King Lear
p
King Lear
x14 mai 2022 | 22h00

Entre 2006 e 2009 pegámos pela primeira vez num texto de William Shakespeare: King Lear. E dando-lhe um tom de arte popular e fazendo do rei um fingido cidadão e um clown experimental reconstruímos, com dois atores, as vinte e muitas personagens da peça original.

Agora, década e meia depois, o regresso ao texto com três companheiros de viagem, três atores que de novo incentivam o processo de reflexão acerca e sobre para que importa e para que serve o teatro nos dias de hoje. De novo nos armamos de perseguidores e fomos em busca das sensações profundas. Das coisas transcendentais que nos tocam à superfície e nos empurram nas profundidades do existir.

As palavras do texto têm imensa força dentro e remetem para tantas coisas do passado — reminiscências de outros artistas, tempos, obras, paisagens, universos, — como de assuntos do futuro e dessa simbiose entre humano e natural, entre a pedra e a carne, o vegetal e o espírito. Nesse sentido as palavras e as coisas são objetos de liberdade, gestos em busca da sua libertação e que nos trazem em simultâneo sentimentos paradoxais, de gratidão e ingratidão. Gratidão por termos uma vida de cada um para viver e ingratidão (filial e não só como vem expresso no texto de Shakespeare) pela nossa infinita incapacidade de tudo amar. O processo de estar vivo é sinónimo de crueldade. Há uma beleza na nossa interna deterioração que é mais do que um apelo estático. É uma necessidade vital que escapa à apreensão estética do mundo. Não estamos apenas a falar de sentimentos, mas da vida que os transporta e levanta. Essa perseguição faz parte dessas razões vitais que nos animam os movimentos do ser e da alma.

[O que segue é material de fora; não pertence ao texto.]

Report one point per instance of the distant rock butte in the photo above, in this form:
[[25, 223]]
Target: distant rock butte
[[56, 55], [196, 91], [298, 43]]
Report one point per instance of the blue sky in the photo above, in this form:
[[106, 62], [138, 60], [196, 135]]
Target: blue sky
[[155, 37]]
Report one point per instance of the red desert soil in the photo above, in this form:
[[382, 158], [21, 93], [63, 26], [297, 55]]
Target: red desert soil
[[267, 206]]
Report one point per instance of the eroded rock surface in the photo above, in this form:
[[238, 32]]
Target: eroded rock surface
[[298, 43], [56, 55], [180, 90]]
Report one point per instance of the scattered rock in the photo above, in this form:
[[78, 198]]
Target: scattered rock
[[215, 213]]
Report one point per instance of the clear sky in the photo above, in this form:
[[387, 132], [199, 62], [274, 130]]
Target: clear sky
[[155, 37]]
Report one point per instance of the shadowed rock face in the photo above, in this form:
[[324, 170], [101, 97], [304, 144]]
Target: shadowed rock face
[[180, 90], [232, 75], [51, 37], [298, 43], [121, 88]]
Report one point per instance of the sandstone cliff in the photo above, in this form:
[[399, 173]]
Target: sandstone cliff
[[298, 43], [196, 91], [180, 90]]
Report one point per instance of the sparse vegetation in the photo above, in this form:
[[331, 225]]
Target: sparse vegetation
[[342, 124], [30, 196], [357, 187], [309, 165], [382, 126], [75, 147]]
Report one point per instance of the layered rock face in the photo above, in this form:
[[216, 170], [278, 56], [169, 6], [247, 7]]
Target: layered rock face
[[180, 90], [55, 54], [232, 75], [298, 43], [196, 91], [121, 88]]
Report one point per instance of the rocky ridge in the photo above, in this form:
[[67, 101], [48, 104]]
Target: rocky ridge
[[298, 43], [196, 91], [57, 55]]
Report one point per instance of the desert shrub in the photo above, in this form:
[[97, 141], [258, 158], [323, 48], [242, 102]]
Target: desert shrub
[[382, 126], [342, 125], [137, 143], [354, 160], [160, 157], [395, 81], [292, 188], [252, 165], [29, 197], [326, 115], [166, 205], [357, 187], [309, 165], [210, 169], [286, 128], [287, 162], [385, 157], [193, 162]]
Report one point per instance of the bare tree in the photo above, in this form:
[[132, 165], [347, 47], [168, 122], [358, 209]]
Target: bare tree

No final fica a estupefação e o abalo cá dentro. Que é, em simultâneo, um calor e um gelo ao percebermos que as coisas mudam e que não as podemos abraçar e fixar. Lançarmo-nos nas alturas que nos chamam e elevar o que em nós é humanidade e descer às profundezas e integrar os “nossos mais obscuros propósitos” como nos diz Lear logo a entrar. Ultrapassar o que em nós é físico e arriscar viver a nossa vida. É isso que o texto de Shakespeare nos incentiva acima de tudo. E como disse Jung, a descobrir o que nos transcende por: "Que o mundo, tanto por fora como por dentro, é sustentado por bases transcendentais, é algo tão certo como nossa própria existência."